A cataract is a clouding that develops in the crystalline lens of the eye or its envelope, varying in degree from slight to complete opacity and obstructing the passage of light. Cataracts typically progress slowly, causing vision loss, and are potentially blinding if untreated. The condition usually affects both eyes, but almost always one eye is affected earlier than the other. Cataracts develop for a variety of reasons, including long-term exposure to ultraviolet light, exposure to radiation, secondary effects of diseases (such as diabetes or hypertension), advanced age and trauma. As a cataract becomes more opaque, clear vision is compromised and a loss of visual acuity is noted. Contrast sensitivity is also lost, so that contours, shadows and colours become less vivid. Veiling glare can be a problem as light is scattered by the cataract into the eye.
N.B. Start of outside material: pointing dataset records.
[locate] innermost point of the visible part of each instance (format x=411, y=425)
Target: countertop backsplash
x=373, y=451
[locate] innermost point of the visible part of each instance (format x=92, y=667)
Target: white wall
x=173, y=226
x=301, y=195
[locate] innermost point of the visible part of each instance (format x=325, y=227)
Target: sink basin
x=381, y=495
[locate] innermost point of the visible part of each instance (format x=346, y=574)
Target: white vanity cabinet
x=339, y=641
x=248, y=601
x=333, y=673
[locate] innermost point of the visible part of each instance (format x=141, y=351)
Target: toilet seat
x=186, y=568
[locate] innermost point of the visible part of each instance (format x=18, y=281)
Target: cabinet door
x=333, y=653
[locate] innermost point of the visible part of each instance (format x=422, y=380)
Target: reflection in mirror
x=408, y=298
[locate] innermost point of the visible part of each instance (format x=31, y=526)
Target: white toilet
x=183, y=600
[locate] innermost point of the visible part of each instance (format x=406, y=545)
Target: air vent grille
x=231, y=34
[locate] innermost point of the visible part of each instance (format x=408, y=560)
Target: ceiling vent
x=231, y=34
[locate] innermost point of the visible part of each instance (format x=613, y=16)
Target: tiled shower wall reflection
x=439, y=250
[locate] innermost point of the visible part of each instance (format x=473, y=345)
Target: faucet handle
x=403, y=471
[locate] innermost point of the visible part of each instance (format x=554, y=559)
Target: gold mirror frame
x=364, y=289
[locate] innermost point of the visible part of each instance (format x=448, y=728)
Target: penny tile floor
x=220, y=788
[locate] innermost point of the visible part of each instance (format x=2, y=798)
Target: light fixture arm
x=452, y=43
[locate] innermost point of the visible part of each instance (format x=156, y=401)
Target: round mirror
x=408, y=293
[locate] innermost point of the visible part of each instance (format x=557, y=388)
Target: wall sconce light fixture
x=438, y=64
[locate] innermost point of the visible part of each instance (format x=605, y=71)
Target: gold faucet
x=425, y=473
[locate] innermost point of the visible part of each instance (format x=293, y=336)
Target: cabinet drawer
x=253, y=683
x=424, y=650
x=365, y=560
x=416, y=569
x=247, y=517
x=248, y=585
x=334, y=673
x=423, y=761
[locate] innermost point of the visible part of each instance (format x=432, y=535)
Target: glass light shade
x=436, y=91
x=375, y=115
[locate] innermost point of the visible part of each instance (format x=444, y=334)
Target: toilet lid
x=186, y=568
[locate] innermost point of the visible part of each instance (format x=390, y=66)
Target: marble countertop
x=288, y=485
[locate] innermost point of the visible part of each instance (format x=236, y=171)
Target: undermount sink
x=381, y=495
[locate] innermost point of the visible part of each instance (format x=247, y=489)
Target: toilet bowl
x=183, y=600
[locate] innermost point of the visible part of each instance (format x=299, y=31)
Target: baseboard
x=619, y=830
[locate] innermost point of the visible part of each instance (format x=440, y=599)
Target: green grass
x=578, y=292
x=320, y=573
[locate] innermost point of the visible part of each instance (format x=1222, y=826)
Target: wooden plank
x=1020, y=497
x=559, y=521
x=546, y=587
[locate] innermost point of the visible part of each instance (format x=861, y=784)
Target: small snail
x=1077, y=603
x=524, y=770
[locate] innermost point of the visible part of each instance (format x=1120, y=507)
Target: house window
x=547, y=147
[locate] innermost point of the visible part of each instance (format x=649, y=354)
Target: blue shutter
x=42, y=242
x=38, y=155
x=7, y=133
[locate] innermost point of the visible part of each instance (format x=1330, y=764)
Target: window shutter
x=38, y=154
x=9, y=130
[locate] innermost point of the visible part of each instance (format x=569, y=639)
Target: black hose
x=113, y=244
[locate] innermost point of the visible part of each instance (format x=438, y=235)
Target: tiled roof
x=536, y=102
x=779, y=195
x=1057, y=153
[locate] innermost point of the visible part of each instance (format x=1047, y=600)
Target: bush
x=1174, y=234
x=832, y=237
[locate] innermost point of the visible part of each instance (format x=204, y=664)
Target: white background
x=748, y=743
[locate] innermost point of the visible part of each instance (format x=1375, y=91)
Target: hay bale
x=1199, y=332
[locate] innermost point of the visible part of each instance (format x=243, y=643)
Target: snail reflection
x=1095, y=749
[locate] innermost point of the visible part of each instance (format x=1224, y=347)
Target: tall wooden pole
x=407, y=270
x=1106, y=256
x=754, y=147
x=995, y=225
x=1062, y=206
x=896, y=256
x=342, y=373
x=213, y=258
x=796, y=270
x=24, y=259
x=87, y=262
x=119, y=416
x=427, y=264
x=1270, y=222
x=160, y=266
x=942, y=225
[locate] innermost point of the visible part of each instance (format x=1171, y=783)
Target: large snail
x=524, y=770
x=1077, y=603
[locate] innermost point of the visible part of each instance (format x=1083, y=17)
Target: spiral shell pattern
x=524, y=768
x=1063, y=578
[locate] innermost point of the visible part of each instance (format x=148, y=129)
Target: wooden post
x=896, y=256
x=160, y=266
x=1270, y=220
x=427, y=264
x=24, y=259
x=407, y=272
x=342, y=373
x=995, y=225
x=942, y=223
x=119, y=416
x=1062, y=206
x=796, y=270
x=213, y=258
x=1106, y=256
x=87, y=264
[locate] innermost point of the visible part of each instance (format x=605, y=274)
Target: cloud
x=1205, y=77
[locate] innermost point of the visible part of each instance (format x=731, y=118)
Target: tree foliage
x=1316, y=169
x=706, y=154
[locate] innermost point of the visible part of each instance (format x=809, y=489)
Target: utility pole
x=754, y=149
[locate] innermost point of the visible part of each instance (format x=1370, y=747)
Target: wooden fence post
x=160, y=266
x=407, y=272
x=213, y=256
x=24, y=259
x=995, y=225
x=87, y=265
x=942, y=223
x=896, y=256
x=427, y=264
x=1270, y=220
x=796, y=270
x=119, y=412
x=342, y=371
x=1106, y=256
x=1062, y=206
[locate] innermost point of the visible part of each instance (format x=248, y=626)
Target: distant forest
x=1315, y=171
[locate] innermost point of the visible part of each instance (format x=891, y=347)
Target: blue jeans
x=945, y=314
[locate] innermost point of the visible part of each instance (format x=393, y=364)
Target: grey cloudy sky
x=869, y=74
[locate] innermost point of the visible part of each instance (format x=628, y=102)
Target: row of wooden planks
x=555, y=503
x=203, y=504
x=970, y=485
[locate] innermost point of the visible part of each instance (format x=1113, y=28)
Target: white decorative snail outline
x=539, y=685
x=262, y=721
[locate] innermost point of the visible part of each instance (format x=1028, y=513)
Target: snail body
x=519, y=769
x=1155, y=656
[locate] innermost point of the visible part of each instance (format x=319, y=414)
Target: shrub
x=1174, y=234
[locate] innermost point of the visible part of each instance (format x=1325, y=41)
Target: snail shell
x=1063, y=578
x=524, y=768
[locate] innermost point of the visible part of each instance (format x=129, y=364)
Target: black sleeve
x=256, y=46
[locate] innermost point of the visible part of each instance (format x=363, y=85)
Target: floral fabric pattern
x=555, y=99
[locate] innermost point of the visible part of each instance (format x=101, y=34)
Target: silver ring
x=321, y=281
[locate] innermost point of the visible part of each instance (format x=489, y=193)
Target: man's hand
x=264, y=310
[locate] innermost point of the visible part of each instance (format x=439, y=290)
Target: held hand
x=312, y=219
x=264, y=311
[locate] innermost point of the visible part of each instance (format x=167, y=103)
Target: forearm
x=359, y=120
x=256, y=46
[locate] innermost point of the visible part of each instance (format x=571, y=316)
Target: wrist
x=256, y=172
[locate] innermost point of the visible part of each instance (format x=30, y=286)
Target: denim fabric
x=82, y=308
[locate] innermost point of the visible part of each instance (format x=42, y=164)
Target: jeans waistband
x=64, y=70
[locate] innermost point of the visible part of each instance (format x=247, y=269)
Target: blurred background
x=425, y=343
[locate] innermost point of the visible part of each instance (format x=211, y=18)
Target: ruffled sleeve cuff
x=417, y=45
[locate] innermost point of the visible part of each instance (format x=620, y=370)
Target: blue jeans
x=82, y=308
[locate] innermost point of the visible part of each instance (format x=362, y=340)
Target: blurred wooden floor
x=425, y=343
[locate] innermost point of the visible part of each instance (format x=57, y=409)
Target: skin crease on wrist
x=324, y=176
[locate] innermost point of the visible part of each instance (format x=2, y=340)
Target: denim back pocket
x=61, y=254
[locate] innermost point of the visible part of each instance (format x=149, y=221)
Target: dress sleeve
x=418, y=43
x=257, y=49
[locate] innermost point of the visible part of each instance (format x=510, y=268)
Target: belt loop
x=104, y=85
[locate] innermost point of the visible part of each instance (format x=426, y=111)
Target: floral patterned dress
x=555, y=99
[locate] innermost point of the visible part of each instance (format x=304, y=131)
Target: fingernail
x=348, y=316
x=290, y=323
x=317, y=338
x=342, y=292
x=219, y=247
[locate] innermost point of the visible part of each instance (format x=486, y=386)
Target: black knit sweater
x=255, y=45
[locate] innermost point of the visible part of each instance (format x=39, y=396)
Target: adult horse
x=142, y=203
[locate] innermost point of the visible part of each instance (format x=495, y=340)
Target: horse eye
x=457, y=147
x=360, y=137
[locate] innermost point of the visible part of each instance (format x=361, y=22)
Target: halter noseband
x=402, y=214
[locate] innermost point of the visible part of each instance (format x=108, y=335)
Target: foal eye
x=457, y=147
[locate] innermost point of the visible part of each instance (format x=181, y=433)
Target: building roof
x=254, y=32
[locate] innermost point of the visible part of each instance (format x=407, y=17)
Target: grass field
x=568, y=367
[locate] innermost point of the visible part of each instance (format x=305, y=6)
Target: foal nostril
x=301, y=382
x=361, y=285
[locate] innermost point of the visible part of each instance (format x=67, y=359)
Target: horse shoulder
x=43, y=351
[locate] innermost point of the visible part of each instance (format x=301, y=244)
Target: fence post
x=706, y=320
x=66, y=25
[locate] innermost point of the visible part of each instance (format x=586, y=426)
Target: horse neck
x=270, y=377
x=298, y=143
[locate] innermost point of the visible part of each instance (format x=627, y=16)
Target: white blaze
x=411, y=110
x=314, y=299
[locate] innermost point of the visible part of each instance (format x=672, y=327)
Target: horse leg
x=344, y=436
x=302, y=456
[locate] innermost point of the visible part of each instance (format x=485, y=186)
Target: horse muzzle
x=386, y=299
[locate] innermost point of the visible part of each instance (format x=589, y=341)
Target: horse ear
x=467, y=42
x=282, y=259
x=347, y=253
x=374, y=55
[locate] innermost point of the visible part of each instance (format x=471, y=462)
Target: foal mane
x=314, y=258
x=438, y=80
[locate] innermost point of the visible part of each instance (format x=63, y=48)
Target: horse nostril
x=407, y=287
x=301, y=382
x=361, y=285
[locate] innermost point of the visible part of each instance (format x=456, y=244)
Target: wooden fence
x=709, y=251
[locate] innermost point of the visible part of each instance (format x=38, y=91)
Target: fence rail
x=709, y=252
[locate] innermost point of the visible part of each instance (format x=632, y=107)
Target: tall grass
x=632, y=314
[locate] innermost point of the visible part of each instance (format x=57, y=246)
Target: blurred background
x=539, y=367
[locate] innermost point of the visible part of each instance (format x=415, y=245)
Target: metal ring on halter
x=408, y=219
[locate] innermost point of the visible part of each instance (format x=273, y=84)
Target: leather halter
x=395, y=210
A typical solution for cataracts is intraocular lens implantation. Many types of lenses have been developed. However, room for improvement exists in the following areas:

  • Vision at all distances
  • Quality of vision under all light conditions, including night and peripheral vision
  • Presence of undesired optical phenomena
  • Easy handling during eye surgery
  • Occurrence of short- and long-term complications

Presbyopia is a condition where the eye is increasingly unable to focus on near objects. The exact mechanisms involved are not known with certainty. Research suggests a loss of elasticity in the crystalline lens, although changes in the curvature of the lens due to continual growth and loss of power of the ciliary muscles (the muscles that bend and straighten the lens) have also been postulated. Like grey hair or wrinkles, presbyopia occurs naturally with age. The first signs of presbyopia – eyestrain, difficulty seeing in dim light, problems focusing on small objects or fine print – are usually noticed between the ages of 40 and 50. The ability to focus on near objects further declines throughout life.

People with presbyopia can use reading spectacles as a solution. However, developments in advanced implantable lenses that can reliably restore long-term function offer hope of a medical solution for many patients in the near future.